Zeltingen-Rachtig. Gäste von Werner und Renate Weber beneiden das Ehepaar um sein Anwesen im Ortsteil Zeltingen. Mit seiner für den Ort einst typischen Bauweise ist es eine Zierde für die Kurfürstenstraße. Vor allem aber spiegelt das vermutlich 1647 im Ortszentrum erbaute Fachwerkhaus den Wohlstand der Menschen wider, die dort einst lebten. Zumindest heute - denn als sie das Haus 2008 kauften, war es 15 Jahre unbewohnt gewesen und in einem wenig attraktiven Zustand. "Kein Licht, kein Wasser, keine Heizung", bringt der pensionierte Studiendirektor den damaligen Status auf den Punkt. Alte Eisenrohre seien zwar verlegt gewesen, aber irgendwann durch Frost geplatzt.
Dorf- geschichte(n)


Dennoch wollte das Paar, das es von Nordrhein-Westfalen an die Mosel zog - Webers Großvater stammte aus Cochem - dieses Haus und kein anderes kaufen. "Das alte Haus hat einfach eine Seele", nennt Renate Weber einen entscheidenden Aspekt. Laut Werner Weber wartet es zudem beständig mit Überraschungen auf. Sie hätten zwar schon mal neu gebaut - doch das sei weit weniger interessant gewesen: "Man entdeckt immer wieder neue alte Sachen", weiß der Hobbyhistoriker zu schätzen, der auch Karten von Zeltingen und Rachtig um 1830 hat drucken lassen. Diese enthalten nicht nur alle damaligen Gebäude, sondern auch die Namen ihrer Eigentümer und deren Berufe (der TV berichtete).
An dem historischen Fachwerkhaus schätzt Weber einerseits bauliche Besonderheiten. So etwa den im Keller ausgebuddelten Brunnen oder die Kölner Decken. Deren Gefache legten sie frei und verputzen sie wieder geschwungen wie einst, so dass die Balkendecke erneut zu sehen ist.
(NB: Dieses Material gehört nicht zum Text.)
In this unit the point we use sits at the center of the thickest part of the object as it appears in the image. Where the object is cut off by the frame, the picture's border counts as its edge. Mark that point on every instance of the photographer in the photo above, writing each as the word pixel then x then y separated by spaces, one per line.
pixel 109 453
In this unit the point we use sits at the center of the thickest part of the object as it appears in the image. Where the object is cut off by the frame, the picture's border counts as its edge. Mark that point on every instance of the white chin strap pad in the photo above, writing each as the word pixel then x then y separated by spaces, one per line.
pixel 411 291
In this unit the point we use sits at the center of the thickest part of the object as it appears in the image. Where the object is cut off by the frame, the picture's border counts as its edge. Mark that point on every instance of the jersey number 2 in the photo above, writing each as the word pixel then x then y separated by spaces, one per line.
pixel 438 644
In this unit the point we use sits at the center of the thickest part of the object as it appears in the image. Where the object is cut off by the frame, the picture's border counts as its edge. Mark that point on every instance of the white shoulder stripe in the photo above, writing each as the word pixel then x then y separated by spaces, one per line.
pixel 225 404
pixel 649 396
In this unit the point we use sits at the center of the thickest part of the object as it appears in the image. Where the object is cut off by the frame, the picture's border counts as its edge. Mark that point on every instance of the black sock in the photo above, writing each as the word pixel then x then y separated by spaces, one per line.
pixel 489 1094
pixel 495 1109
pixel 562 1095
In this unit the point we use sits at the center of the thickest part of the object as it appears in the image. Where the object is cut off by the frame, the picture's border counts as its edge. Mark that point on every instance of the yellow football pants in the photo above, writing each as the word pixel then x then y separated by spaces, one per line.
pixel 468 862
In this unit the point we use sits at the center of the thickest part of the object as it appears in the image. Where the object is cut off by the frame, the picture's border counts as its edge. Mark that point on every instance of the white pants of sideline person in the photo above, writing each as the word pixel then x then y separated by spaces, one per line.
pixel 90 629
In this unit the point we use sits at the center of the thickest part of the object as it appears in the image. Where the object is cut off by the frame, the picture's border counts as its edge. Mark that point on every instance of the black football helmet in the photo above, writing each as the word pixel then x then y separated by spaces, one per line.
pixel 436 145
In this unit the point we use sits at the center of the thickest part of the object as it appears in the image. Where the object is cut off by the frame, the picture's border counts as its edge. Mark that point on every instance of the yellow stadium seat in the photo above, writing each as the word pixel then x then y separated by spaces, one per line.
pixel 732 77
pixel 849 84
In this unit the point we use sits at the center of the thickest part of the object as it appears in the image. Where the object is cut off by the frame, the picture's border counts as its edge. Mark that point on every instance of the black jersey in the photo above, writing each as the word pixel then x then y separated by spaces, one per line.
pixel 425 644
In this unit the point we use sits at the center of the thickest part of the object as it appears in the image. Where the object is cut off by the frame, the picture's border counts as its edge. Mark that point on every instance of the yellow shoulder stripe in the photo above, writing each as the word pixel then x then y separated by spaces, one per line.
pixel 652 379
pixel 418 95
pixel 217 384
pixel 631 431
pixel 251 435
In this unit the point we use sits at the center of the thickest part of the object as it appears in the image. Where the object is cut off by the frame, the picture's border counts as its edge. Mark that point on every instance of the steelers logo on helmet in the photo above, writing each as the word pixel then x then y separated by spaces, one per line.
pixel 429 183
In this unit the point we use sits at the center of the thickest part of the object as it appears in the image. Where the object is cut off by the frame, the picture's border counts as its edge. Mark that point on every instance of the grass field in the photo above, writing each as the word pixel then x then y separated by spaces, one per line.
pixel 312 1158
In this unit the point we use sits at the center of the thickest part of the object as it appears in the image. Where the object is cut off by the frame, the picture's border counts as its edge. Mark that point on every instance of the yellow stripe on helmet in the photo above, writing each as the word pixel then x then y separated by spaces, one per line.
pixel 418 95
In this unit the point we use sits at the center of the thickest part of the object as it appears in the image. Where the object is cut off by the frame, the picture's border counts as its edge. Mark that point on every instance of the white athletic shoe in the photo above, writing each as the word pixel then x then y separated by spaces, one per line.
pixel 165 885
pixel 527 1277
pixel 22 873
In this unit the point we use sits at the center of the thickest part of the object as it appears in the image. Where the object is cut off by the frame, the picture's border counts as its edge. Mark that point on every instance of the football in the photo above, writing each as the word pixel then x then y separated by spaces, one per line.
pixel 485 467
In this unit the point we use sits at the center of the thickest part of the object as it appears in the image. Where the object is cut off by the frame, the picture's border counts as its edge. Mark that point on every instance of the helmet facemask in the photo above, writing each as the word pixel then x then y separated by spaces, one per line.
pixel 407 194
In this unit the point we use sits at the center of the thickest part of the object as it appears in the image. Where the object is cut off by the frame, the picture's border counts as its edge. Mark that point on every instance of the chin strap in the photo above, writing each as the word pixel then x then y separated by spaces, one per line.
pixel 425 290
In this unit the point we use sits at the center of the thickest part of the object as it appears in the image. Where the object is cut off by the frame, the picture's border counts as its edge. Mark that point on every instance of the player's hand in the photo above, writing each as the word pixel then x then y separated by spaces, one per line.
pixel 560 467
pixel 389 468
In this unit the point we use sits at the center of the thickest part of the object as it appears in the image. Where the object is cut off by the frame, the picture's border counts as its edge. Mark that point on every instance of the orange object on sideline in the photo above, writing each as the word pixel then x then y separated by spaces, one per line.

Andererseits faszinieren das Paar Überlegungen, wer wohl früher in ihrem Zuhause lebte und welchen Berufen die Leute nachgingen.
Dank Webers Recherchen gibt es inzwischen eine Liste mit Namen früherer Eigentümer - allesamt Nachkommen einer Familie Griebeler. Jacobus Griebeler, ein angesehener Gerichtsschöffe aus Bernkastel, soll das Haus um 1763 gekauft und in großem Stil umgebaut haben. Davon zeugen hohe Zimmerdecken sowie die aus dieser Zeit stammende Eingangstür. Von der Tür im Rokokostil ist eine besondere Geschichte überliefert.
Für einen Nachkommen, den unbeliebten Steuereinnehmer Michael Griebeler (1812 bis 1898), erwies sie sich nämlich als Glücksfall. Gerade noch rechtzeitig konnte er sich ins Haus retten, während die Spitze eines nach ihm geschleuderten Speeres in der massiven Tür stecken blieb. Die hinterlassene Kerbe ist noch heute zu sehen. Als Griebeler dann eines Tages spurlos verschwand, war der Weg frei für wildeste Spekulationen.
Webers Internetrecherchen ergaben, dass er nach Amerika ausgewandert war. Im Stammbaum einer 1960 geborenen Ahnenforscherin entdeckte er den vermissten Michael Griebeler aus Zeltingen.
Weniger abenteuerlich ist die Geschichte der übrigen Bewohner. Nach Jacobus Griebeler, der in Unterlagen auch als "Medicus" bezeichnet wird, lebte dort Michael Joseph Griebeler, der Vater des späteren Amerikaners. Während Joseph noch Bäcker, Winzer und Schankwirt war, lebten seine Nachkommen offensichtlich ausschließlich vom Weinbau.
Die neuen Eigentümer, nach rund 250 Jahren erstmals keine Griebelers, knüpfen ein klein wenig an diese Tradition an. Renate und Werner Weber haben in dem alten Winzerhaus eine Galerie und eine Vinothek eingerichtet. In der Galerie gibt es Mosellandschaften zu entdecken - in der Vinothek Weine von 18 Zeltinger Winzern.